Lain kisah ketika waktu bergulir ke masa si kecil sudah lahir dan berumur 6 bulan. Waktu itu Aristo, anak saya sudah diberi MPASI, namun di kartu growth chart penambahan berat badannya kurang maksimal.

Setelah diperiksakan ke dokter, ternyata salah satu penyebab sulitnya berat badan mencapai angka ideal adalah karena si kecil kekurangan zat besi. Memang sih, katanya anak yang asi eksklusif lebih rentan terkena defisiensi zah besi. Maka oleh si dokter anak pun diresepkan suplemen penambah zat besi berbentuk obat tetes. Nah dari sinilah saya mengenal Maltofer.

Setelah beberapa tahun berlalu, pada 31 maret 2019 saya berjumpa lagi dengan Maltofer di Noormans Hotel Semarang pada sebuah acara yang digagas Combiphar & Maltofer, yaitu Peran Penting Zat Besi dalam 1000 Kehidupan Pertama (Golden Age) Nan Cemerlang.




Di ruang Petra Ballroom, puluhan peserta yang semuanya perempuan dan sebagian besar berstatus emak-emak sudah berkumpul untuk belajar bersama narasumber terpercaya yaitu dr. Hartono, Sp.A

Pak dokter pun memulai dengan bertanya pada kami, sejak kapankah 1000 hari pertama dihitung?

Karena peserta kebanyakan sudah berkeluarga, maka sebagian besar menjawab 1000 hari pertama dimulai dari pembuahan . Dan ternyata benar. Wih udah pinter-pinter nih ya para emaks.

1000 Hari Pertama Kehidupan

1. Pada masa kehamilan dan janin

1000 hari pertama kehidupan manusia dimulai dari bertemunya sel telur dan sperma pada saat pembuahan. Di tahap awal ini seorang ibu harus tercukupi kebutuhan gizinya karena fase awal atau trimester pertama adalah masa pembentukan organ-organ penting seperti mata, jantung, saluran pencernaan dan paru-paru.

Kemudian di trimester kedua, berat janin akan mulai bertambah dan organ-organ tersebut akan mulai berfungsi. Berlanjut ke trimester ketiga berat janin makin bertambah pesat dan organ tubuh mulai matang.

Pertumbuhan janin tentu harus didukung berbagai zat gizi mikro termasuk asam folat, zat besi dan protein karena selain dibutuhkan untuk jangka pendek (perkembangan janin), juga mempengaruhi perkembangan jangka panjang si bayi.

Pengaruh nutrisi untuk jangka pendek:

  • Perkembangan otak, struktur otak dan perkembangan motorik.
  • Pertumbuhan & massa otot dan komposisi tubuh.
  • Pengaturan metabolisme glukosa, lipid, protein hormon/ reseptor/gen.

Pengaruh nutrisi untuk jangka panjang:

  • Kemampuan kognitif dan edukasional
  • Imunitas dan kemampuan kerja
  • Beresiko atau tidak terkena penyakit seperti diabetes, obesitas, penyakit jantung, tekanan darah tinggi bahkan stroke atau kanker.
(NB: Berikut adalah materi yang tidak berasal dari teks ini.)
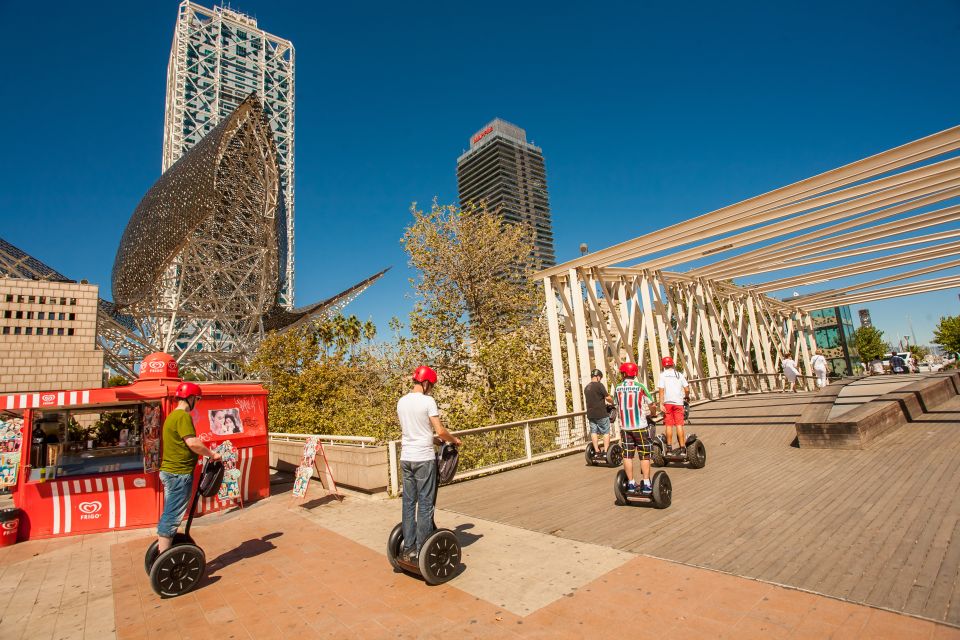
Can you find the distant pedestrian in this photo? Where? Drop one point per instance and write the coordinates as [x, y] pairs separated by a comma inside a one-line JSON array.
[[598, 399], [897, 363], [819, 365], [790, 372]]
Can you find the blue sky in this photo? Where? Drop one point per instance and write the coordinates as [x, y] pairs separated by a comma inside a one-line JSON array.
[[648, 114]]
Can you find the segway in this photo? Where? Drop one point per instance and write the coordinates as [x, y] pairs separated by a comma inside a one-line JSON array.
[[613, 456], [439, 557], [695, 456], [178, 569], [660, 498]]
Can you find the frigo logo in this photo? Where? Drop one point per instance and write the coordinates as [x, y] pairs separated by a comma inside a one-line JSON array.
[[90, 510]]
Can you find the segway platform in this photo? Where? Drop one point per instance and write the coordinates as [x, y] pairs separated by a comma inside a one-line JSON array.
[[177, 570], [440, 556], [659, 498], [438, 560], [695, 456], [612, 457]]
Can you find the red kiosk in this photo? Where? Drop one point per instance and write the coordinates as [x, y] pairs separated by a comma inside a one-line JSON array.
[[89, 459]]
2. Lahirnya bayi hingga berusia 2 tahun

Ketika bayi lahir hingga berusia 2 tahun juga adalah masa krusial periode emas 1000 hari pertama kehidupan manusia. Saat 6 bulan pertama bayi akan mendapat asupan makanan dan minuman terbaik dengan diberi ASI, kemudian setelah itu lanjut ke MPASI.
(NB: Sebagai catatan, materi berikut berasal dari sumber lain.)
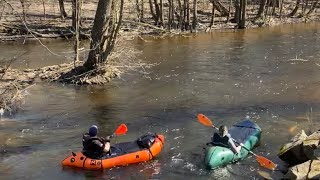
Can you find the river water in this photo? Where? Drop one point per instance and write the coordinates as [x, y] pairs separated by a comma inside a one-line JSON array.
[[269, 74]]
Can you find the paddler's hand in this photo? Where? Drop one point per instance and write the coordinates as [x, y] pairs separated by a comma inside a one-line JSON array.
[[107, 139]]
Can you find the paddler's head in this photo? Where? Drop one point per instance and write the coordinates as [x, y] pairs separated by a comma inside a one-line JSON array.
[[223, 130], [93, 130]]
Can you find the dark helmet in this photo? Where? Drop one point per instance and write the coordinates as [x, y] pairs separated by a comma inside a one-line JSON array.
[[93, 130], [223, 130]]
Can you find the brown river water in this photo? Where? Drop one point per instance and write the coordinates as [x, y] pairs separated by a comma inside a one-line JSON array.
[[225, 75]]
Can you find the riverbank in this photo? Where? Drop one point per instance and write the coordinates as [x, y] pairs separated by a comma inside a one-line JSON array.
[[37, 20], [43, 21]]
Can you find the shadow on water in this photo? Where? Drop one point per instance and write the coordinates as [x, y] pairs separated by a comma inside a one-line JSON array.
[[225, 75]]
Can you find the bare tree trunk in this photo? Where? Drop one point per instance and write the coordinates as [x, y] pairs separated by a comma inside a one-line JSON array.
[[195, 20], [158, 13], [181, 15], [281, 9], [23, 10], [4, 6], [62, 10], [294, 11], [243, 5], [161, 13], [142, 11], [74, 2], [100, 31], [212, 16], [154, 17], [313, 7], [237, 11], [188, 15], [170, 16], [138, 10], [185, 14], [77, 31], [304, 6], [219, 7], [261, 9], [44, 10], [228, 17], [273, 7]]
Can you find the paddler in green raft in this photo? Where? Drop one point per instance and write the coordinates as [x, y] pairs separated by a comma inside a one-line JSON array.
[[233, 144], [224, 138]]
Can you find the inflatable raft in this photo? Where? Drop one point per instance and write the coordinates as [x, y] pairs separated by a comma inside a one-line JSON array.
[[144, 149], [219, 154]]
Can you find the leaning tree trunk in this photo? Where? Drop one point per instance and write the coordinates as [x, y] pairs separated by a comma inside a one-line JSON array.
[[212, 17], [313, 7], [23, 10], [104, 32], [158, 12], [229, 9], [294, 11], [195, 20], [161, 12], [62, 10], [170, 15], [261, 9], [281, 9], [237, 11], [219, 7], [243, 5], [180, 18], [154, 17]]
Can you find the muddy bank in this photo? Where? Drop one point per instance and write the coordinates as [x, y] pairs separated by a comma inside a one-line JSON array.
[[37, 20]]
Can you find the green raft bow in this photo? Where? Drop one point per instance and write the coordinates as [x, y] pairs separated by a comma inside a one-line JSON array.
[[246, 132]]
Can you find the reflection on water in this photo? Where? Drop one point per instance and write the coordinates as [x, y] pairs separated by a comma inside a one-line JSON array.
[[225, 75]]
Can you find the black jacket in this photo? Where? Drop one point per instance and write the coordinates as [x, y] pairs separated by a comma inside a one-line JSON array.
[[93, 146]]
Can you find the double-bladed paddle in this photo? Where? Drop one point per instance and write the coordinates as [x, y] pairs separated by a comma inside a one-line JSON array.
[[264, 162], [121, 130]]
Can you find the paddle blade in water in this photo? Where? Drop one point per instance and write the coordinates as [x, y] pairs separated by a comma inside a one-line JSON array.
[[204, 120], [122, 129], [264, 162]]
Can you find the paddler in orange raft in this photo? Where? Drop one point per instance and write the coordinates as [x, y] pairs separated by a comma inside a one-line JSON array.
[[98, 154], [93, 146]]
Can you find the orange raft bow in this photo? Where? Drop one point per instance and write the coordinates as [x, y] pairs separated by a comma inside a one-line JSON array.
[[79, 160]]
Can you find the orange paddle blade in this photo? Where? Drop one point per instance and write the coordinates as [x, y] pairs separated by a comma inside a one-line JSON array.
[[122, 129], [204, 120], [264, 162]]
Dibutuhkan seluruh zat gizi terbaik agar tumbuh kembangnya maksimal. Selain untuk mencapai tinggi dan berat badan ideal, kekurangan gizi pada masa ini tidak dapat diperbaiki di masa depan. 


Kebutuhan Zat Besi Pada Anak dan Remaja


Tidak hanya bumil dan bayi saja yang membutuhkan zat besi lho. Tapi anak dan remaja pun tetap memerlukan zat besi untuk perkembangan dan pertumbuhan baik fisik dan kemampuan berpikir. Pada remaja khususnya perempuan, zat besi lebih dibutuhkan lagi saat menstruasi yang berguna menambah volume darah.
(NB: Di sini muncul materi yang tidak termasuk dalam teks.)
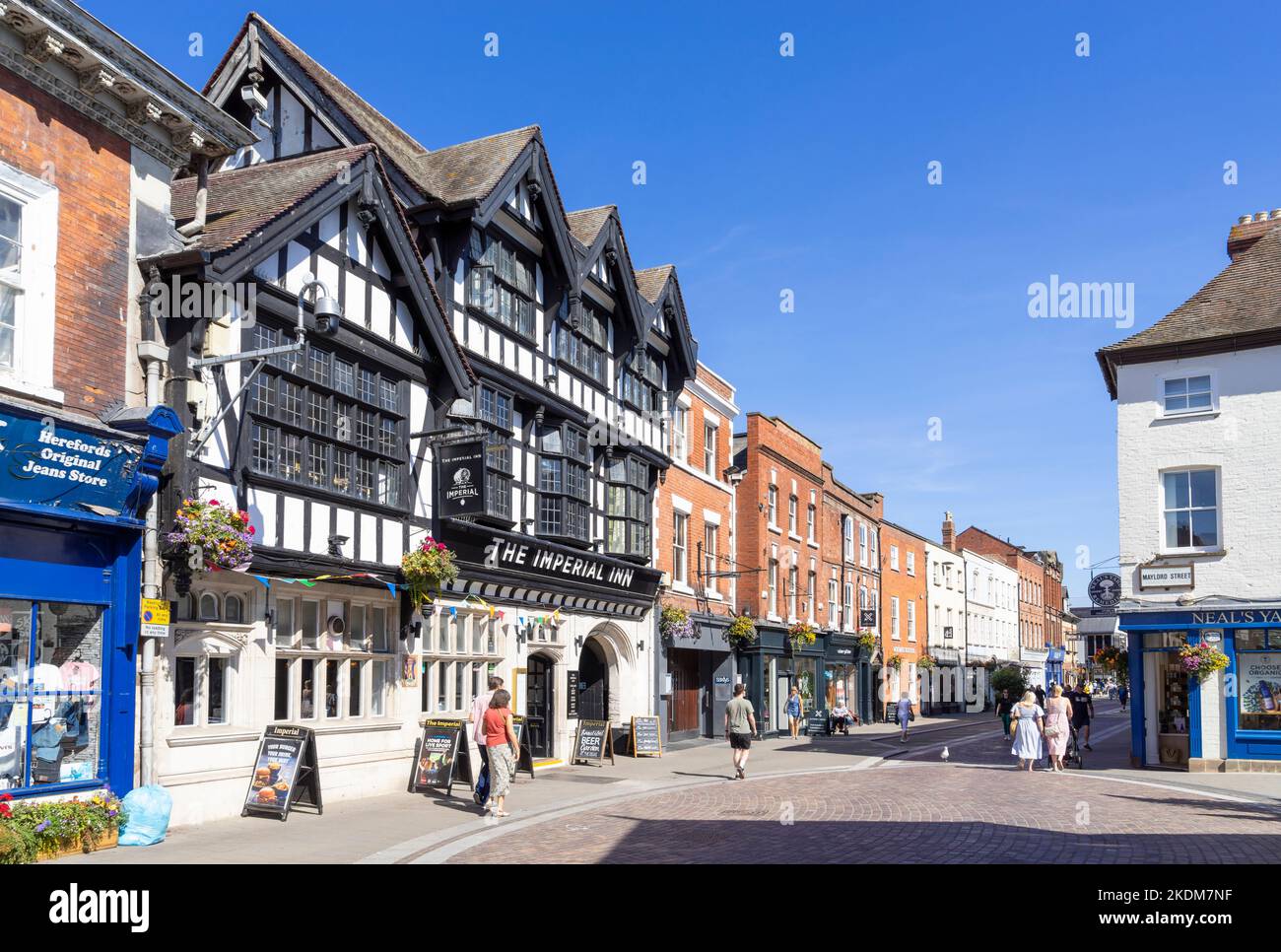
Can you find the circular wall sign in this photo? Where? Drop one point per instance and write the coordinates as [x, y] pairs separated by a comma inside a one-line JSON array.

Jika kekurangan zat besi biasanya anak akan merasa mudah lelah, mengantuk saat di kelas dan tidak dapat berpikir yang mengakibatkan penurunan prestasi di sekolah.

Nah sekarang terjawab kan kenapa dulu saya sering mengantuk di kelas, ternyata karena kekurangan zat besi. Makanya susah konsentrasi juga saat pelajaran.

Asupan Zat Besi Melalui Makanan

Untuk mencukupi kebutuhan zat besi kita harus konsumsi makanan yang mengandung zat besi seperti:

  • daging sapi
  • daging ayam
  • kacang-kacangan
  • sayuran hijau

Tapi, jika kebutuhan zat besi tidak dapat dipenuhi dari makanan (misalnya saat masa kehamilan) dan kadar hb dalam darah terbilang rendah maka kita bisa memenuhinya dengan mengkonsumsi suplemen penambah zat besi.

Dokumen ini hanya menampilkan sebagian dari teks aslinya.